Barbie - the perfect spectator for carnivore battles ... Hubris and delusion ... How partners' meetings have changed ... Women don't talk like that ... Dorothy, our partner at big law, looks at evolutionary developments
WHEN my son was three, he asked for a Barbie doll.
If he had been my daughter, I would have been appalled. But he was my son, so I was glad. I thought the conditioning of my son to see men and women as equal, was paying off. He was going to discard his large collection of toy trains, and his dinosaur and batman dolls and take up an interest in women's rights.
We took the family to Kmart to buy him the doll. The Barbie he chose wore a hot pink tulle frock with very high pink heels. She had the traditionally inviting but improbably proportioned chest and legs, and a spare handbag, also pink.
At home, he disappeared with the Barbie to the verandah where his toys were kept. I followed, curious.

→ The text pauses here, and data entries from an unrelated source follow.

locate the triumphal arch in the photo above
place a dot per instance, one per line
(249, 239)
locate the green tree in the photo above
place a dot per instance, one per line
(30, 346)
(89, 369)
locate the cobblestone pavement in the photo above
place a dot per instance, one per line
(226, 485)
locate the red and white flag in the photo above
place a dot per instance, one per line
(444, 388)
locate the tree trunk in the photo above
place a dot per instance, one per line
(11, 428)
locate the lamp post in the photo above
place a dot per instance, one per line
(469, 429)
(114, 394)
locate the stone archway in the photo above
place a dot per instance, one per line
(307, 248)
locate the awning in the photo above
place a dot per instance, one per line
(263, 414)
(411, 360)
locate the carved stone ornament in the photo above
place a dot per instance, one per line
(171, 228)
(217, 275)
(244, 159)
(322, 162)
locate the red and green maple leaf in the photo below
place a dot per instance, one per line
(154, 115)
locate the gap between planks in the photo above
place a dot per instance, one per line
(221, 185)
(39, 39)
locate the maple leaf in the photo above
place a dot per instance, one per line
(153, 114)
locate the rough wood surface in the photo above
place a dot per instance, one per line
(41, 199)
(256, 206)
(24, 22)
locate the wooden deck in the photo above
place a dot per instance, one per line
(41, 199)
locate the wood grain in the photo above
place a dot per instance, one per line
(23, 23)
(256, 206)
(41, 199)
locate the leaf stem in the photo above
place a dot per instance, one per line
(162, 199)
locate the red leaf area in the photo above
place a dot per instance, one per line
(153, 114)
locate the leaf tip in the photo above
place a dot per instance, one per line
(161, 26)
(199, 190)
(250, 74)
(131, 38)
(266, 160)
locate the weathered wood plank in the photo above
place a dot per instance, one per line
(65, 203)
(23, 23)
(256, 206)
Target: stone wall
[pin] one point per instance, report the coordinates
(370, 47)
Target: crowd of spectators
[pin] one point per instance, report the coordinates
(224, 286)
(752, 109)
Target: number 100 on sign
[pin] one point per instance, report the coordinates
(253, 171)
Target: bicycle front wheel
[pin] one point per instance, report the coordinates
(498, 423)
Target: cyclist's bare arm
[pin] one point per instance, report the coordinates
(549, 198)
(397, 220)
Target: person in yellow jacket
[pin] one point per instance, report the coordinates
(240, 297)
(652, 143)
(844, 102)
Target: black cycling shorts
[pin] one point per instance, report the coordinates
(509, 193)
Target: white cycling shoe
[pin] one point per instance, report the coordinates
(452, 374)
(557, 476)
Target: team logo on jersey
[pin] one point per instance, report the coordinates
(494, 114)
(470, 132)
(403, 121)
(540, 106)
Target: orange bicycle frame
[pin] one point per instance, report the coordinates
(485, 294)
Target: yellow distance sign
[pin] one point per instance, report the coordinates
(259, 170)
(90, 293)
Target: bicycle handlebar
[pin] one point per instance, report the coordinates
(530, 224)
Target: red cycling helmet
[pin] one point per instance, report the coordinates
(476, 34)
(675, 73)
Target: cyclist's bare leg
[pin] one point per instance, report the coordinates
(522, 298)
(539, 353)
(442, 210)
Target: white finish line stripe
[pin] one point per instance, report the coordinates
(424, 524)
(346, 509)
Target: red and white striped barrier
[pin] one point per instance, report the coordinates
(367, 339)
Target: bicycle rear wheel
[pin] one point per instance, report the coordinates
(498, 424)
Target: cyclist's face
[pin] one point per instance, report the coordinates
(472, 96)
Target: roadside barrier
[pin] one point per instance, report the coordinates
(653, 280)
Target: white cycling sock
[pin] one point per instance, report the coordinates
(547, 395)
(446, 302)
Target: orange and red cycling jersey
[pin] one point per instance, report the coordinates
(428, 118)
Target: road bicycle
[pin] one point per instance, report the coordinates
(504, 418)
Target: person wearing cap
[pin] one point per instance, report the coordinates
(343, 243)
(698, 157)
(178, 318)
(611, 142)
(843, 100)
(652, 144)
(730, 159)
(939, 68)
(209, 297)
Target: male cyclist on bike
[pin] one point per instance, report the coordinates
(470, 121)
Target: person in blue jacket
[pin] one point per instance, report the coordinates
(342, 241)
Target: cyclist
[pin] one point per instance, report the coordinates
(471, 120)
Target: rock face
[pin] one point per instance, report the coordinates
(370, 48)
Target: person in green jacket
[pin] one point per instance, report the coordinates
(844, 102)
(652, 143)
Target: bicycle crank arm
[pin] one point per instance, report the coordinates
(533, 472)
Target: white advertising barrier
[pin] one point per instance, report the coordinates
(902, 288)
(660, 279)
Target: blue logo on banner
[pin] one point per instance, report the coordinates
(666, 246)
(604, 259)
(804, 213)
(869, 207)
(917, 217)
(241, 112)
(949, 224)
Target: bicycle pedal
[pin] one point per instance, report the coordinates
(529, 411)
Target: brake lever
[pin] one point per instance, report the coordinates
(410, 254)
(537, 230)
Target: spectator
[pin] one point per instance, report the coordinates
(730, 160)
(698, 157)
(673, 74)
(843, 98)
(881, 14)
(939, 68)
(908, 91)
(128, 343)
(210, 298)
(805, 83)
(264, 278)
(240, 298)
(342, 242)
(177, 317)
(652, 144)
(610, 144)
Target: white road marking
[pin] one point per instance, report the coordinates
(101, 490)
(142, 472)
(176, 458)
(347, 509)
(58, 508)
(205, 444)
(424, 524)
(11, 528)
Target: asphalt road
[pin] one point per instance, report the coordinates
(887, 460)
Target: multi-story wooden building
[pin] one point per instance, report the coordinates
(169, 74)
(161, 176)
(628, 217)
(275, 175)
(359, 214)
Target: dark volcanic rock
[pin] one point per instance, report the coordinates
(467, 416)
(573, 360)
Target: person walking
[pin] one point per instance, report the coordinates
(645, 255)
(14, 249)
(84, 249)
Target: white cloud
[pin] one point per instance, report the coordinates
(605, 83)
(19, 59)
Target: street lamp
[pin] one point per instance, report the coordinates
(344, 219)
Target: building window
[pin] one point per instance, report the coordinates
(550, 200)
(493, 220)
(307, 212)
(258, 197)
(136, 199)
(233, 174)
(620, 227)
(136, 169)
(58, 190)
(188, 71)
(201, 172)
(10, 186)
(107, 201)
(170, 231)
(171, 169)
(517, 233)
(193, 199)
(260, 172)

"What are you going to do?" I asked. "I'm going to set Barbie up," he said.
'As a defender of justice and saviour of the people,' I thought. I left him to it, proud of my mothering skills and the wonderful example I had set my small son.
When he'd finished, he showed me. He had indeed set Barbie up.
The Batman doll was fighting a Tyrannosaurus Rex. Robin was climbing a rope.
And Barbie was sitting on a box in her pink tulle frock, watching.
Rapt.
Batman killed the Tyrannosaurus Rex. After scaling the rope, Robin bravely helped Batman with the kill.
Barbie wasn't there to participate. She was there to admire. Batman was performing a magnificent and heroic feat, but he needed an audience to be a hero. Robin was busy helping with the rope. So, my son had acquired the perfect spectator - a blonde chick with artificially augmented breasts.
Where did that come from? My little boy was only three. We are a non-violent, equal opportunity household. My husband does not pick battles with gigantic carnivores, but even if he did, I would not sit on a box in a pink tulle frock watching him. I would, more likely, hide behind the box, in a pair of jeans and a T-shirt, and yell at him to stop being an idiot. (And the points of difference between Barbie and me do not end there.)
I thought of that incident often, for the first two or three years of partnership, when I was the only female partner in my 20 partner corner of our enormous law firm.
Sometimes, sitting in partners' meetings in the early days, I felt like a Barbie listening to Batman tell the story about how he had vanquished a Tyrannosaurus Rex.
Put simply, the partners' meetings a decade ago, of 19 men and me, seemed to me to be a group hug of affirmation. Or, to put it another way, hubris and delusion.
My partners would talk about meetings with clients or prospective clients at which the speaker was said to have been praised in the most superlative of terms. Sometimes I had been at those meetings. All I'd heard was an exchange of mild pleasantries.
Instructions were said to have been received, which indicated that probably in a month or two, after he had continued his excellent work, he would receive instructions on the sale of the Eiffel Tower or the mining of the outer moons of Jupiter.
I wasn't used to hearing naked self-congratulation. Women don't talk like that. In fact, women will put themselves down in the hope or expectation that the person they are talking to will refute the put down and deliver a compliment. That is the reason for the expression: "Does my bum look big in this?".
So, when I heard these manly stories, I was astonished. Early on, I snorted with laughter, thinking they must be joking.
It took me a while to realise that levity was not part of the language in that room, and that telling tales about fighting T Rexes was a very serious business, which was best greeted with an admiring little manly grunt, a nod, and a "well done". They all believed it, or wanted to, or felt they had to seem to.
And it took me a while to realise that when I said self-deprecating things to the men, they took it at face value. I told funny stories about things I had mildly cocked-up (a funny typo, say), and said I was hopeless. They thought I meant it.
It would lead to a detailed explanation from a self-appointed mentor about how he had the talent and expertise I said I lacked.
I am happy to report that partners' meetings have changed. In the decade I have been a partner, I have been joined by more women. I realised that telling stories about how hopeless I am, was counter-productive, and stopped.
And the hubris has also abated. Eradication was too much to hope for, but the language and imaginary achievements have been tempered.
I suspect that's a relief to everyone at the partners' meetings, male and female alike.